Although five months have passed, the taskforce has submitted its recommendations only on two issues -- mutual fund and margin loans, said Mr Siddiqi.

Market stakeholders say there are issues beyond the ToR of the taskforce, which need quick fixing.

However, Mr Siddiqi said the economy has been recovering gradually from political instability that emerged in July last year.

"If the overall economy improves, the capital market will become stable," he added.

No govt owned capital market

Amir Khasru Mahmud Chowdhury, former commerce minister, who attended the programme as chief guest, said no government as of now considered the market as a vital organ of the economy.

The previous Awami League-led government used the stock market for political exploitation, he said. "If the BNP is elected by the people and forms a government in the coming days, we will own the stock market.
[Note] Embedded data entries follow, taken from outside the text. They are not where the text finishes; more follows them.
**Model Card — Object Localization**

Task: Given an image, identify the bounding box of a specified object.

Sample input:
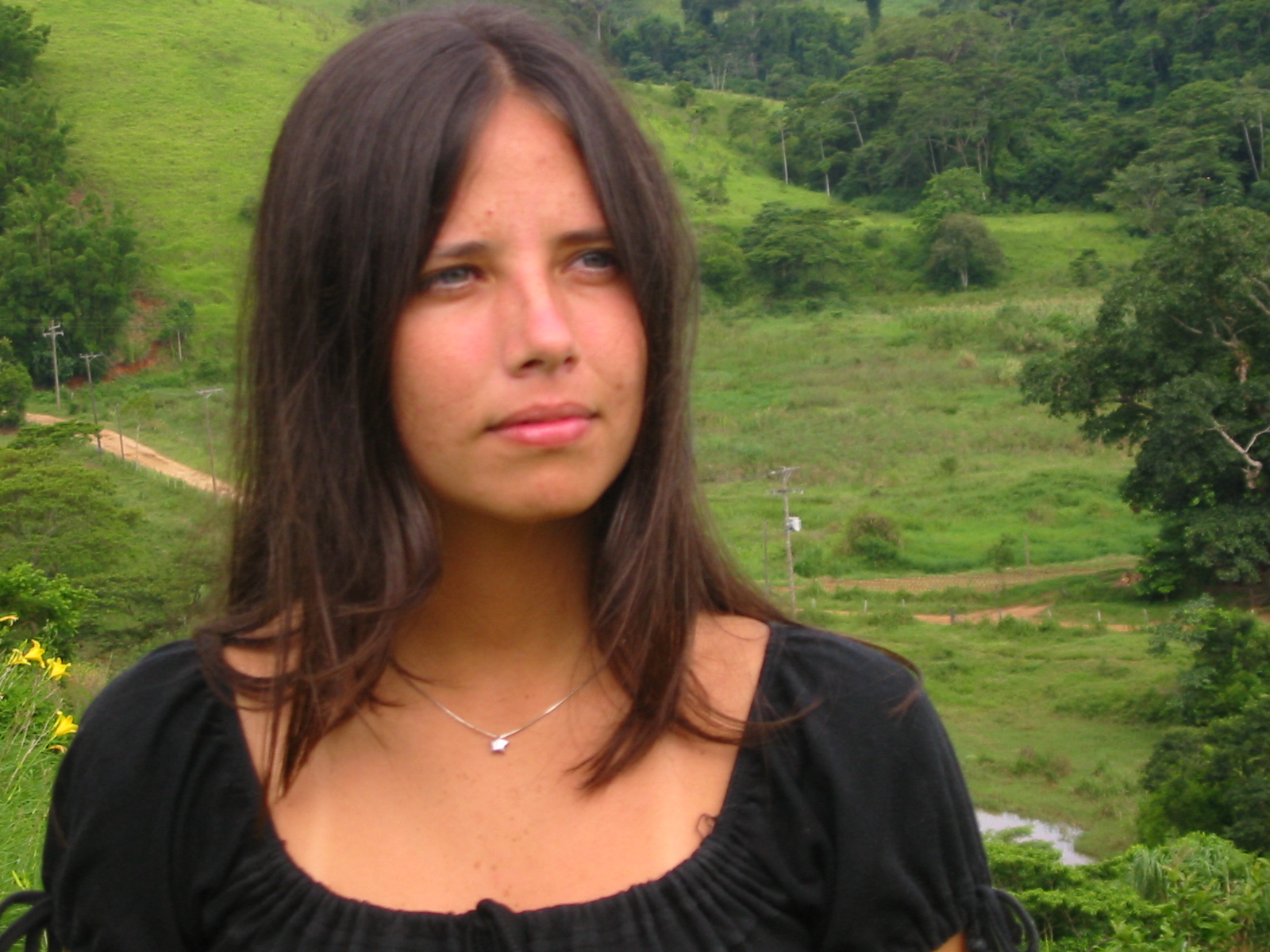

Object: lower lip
[494,416,591,448]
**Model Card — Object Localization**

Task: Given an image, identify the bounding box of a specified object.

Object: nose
[506,273,578,374]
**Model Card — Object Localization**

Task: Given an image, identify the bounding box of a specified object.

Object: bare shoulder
[692,613,771,720]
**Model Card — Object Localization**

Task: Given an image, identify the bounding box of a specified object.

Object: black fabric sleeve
[756,630,1026,952]
[43,643,252,952]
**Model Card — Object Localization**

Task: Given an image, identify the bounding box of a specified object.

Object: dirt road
[817,556,1138,594]
[27,414,233,497]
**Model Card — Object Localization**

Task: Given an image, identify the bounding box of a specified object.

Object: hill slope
[32,0,352,350]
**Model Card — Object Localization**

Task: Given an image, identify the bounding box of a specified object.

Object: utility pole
[80,354,102,455]
[44,321,66,413]
[195,387,225,499]
[767,466,802,613]
[114,400,129,462]
[764,519,772,595]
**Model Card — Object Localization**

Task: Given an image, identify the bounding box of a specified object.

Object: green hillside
[32,0,352,344]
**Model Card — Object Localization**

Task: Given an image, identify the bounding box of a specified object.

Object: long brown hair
[198,6,783,789]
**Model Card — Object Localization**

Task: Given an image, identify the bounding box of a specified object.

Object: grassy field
[696,298,1154,576]
[30,0,353,354]
[800,573,1179,857]
[0,0,1175,898]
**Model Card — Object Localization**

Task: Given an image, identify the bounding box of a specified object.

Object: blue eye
[423,264,475,290]
[578,249,618,271]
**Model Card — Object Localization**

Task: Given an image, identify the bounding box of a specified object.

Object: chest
[264,704,737,912]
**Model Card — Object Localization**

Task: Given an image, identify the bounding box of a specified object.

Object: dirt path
[817,556,1138,593]
[913,605,1135,631]
[27,414,233,497]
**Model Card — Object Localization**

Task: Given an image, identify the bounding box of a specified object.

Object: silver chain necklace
[402,668,599,754]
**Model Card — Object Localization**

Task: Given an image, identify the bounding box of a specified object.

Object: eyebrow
[428,228,614,258]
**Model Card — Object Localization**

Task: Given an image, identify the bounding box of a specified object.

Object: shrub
[1138,693,1270,855]
[1067,248,1107,288]
[840,512,903,566]
[926,214,1006,290]
[697,232,749,303]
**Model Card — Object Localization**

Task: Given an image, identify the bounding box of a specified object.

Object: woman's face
[391,94,645,523]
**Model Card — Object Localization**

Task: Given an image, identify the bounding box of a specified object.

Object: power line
[44,320,66,413]
[767,466,802,614]
[80,354,102,455]
[194,387,225,499]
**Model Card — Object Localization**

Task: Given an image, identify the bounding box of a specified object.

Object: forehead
[441,91,605,239]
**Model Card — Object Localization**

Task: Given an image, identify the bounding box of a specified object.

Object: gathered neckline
[206,622,783,923]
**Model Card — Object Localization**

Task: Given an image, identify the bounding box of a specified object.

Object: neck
[396,508,593,687]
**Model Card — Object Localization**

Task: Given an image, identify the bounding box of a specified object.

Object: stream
[974,810,1094,866]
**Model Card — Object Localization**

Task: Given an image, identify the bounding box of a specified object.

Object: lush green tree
[1151,595,1270,726]
[1022,208,1270,594]
[0,182,141,379]
[0,338,33,427]
[926,214,1006,290]
[697,231,749,303]
[741,202,855,300]
[163,297,194,363]
[0,83,70,206]
[1138,693,1270,855]
[913,165,989,233]
[0,4,48,86]
[0,439,140,576]
[0,562,93,660]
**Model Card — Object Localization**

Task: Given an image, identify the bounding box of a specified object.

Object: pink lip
[491,404,595,448]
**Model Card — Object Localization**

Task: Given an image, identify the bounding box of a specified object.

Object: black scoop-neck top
[0,624,1035,952]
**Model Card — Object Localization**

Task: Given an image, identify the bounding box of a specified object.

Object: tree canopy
[1022,208,1270,594]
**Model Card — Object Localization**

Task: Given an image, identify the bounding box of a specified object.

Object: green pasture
[30,0,352,353]
[797,573,1179,858]
[27,368,233,480]
[695,298,1154,578]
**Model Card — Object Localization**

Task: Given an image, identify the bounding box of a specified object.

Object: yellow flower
[53,711,79,738]
[23,639,44,668]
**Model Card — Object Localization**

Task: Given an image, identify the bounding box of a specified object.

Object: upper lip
[491,404,595,430]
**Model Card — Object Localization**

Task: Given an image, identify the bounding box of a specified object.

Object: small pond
[974,810,1094,866]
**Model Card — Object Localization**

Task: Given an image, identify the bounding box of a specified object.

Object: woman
[0,8,1026,952]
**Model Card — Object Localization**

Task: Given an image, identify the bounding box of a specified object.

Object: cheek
[391,311,478,448]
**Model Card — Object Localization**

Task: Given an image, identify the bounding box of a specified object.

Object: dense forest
[608,0,1270,223]
[0,4,142,388]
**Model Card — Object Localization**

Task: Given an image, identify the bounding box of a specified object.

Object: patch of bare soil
[817,555,1138,593]
[27,414,233,497]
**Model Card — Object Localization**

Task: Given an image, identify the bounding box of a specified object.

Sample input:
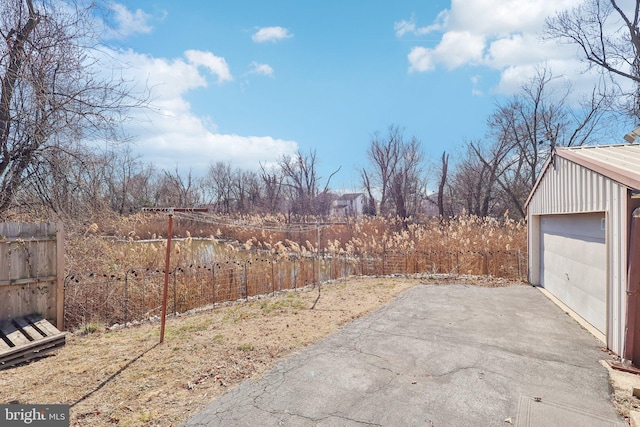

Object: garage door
[540,213,607,335]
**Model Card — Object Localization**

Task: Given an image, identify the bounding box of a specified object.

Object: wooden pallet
[0,315,66,370]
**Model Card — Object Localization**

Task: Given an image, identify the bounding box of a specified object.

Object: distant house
[331,193,364,217]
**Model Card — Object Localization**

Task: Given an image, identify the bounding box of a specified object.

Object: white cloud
[109,51,298,174]
[184,50,233,84]
[393,10,449,37]
[251,27,293,43]
[404,0,593,94]
[249,61,274,77]
[109,2,153,37]
[408,31,485,72]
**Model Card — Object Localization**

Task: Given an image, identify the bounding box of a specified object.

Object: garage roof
[525,144,640,208]
[556,144,640,190]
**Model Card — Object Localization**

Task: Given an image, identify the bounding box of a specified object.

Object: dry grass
[0,276,517,426]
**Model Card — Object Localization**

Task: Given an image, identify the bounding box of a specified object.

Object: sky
[99,0,620,191]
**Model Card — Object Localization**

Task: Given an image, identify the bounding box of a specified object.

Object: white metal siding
[528,156,628,355]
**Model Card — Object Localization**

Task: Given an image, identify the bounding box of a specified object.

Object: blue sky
[101,0,608,190]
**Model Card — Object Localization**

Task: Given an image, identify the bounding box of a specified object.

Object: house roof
[525,144,640,207]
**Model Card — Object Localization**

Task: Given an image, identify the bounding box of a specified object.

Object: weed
[77,321,105,335]
[238,344,255,351]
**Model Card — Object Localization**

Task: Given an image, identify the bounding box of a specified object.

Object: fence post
[124,271,129,325]
[269,258,276,294]
[211,261,216,304]
[173,266,178,315]
[56,222,64,331]
[242,260,249,300]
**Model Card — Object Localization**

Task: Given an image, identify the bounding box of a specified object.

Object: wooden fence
[0,223,64,330]
[65,250,527,329]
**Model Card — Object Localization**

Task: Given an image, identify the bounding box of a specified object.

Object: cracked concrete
[183,285,625,427]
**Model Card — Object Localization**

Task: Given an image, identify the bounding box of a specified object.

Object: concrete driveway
[184,285,626,427]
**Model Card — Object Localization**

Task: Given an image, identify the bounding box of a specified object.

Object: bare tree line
[0,0,640,218]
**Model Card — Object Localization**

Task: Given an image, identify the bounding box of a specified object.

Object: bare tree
[0,0,137,217]
[437,151,449,218]
[457,68,609,217]
[278,150,340,215]
[546,0,640,117]
[361,125,425,218]
[260,164,284,213]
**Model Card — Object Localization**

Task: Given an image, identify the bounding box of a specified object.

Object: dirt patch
[0,275,520,426]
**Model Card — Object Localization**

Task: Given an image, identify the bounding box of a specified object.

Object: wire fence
[64,250,527,329]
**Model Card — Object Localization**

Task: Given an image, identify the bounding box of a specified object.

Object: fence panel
[62,247,527,327]
[0,223,64,329]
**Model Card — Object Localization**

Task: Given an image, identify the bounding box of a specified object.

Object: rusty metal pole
[160,211,173,344]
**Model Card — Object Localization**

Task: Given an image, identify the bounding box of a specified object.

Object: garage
[540,213,607,334]
[526,144,640,358]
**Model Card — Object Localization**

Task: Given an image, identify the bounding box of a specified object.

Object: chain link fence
[64,251,527,329]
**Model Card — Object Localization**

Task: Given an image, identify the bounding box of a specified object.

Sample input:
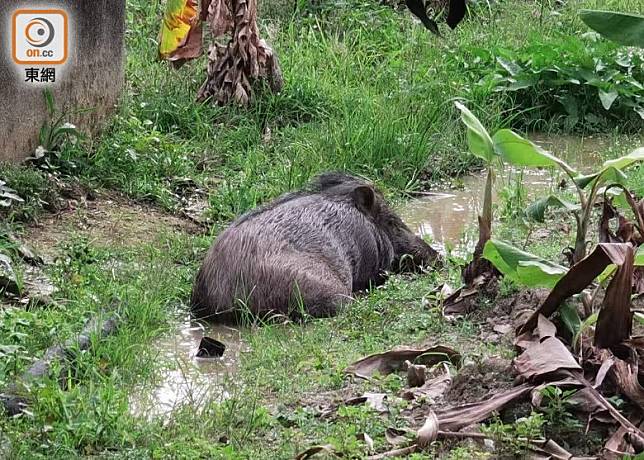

It will be brought into the position of the main driving force of the economy."

Mr Khasru said financial institutions of the country and their regulatory bodies had become entangled with the political system in the last 15-16 years. As a result, these institutions did not perform their duties as stipulated. Instead, they became highly politicized.

"For this reason, the Bangladesh Bank and the capital market regulator did not function as independent institutions.

"Without an elected political government, investors will not regain confidence in the market."

The top BNP leader also demanded that those, who had looted the stock market during the Awami League-led government, be brought to justice. He also asked the owners of brokerage firms to be vocal in this regard.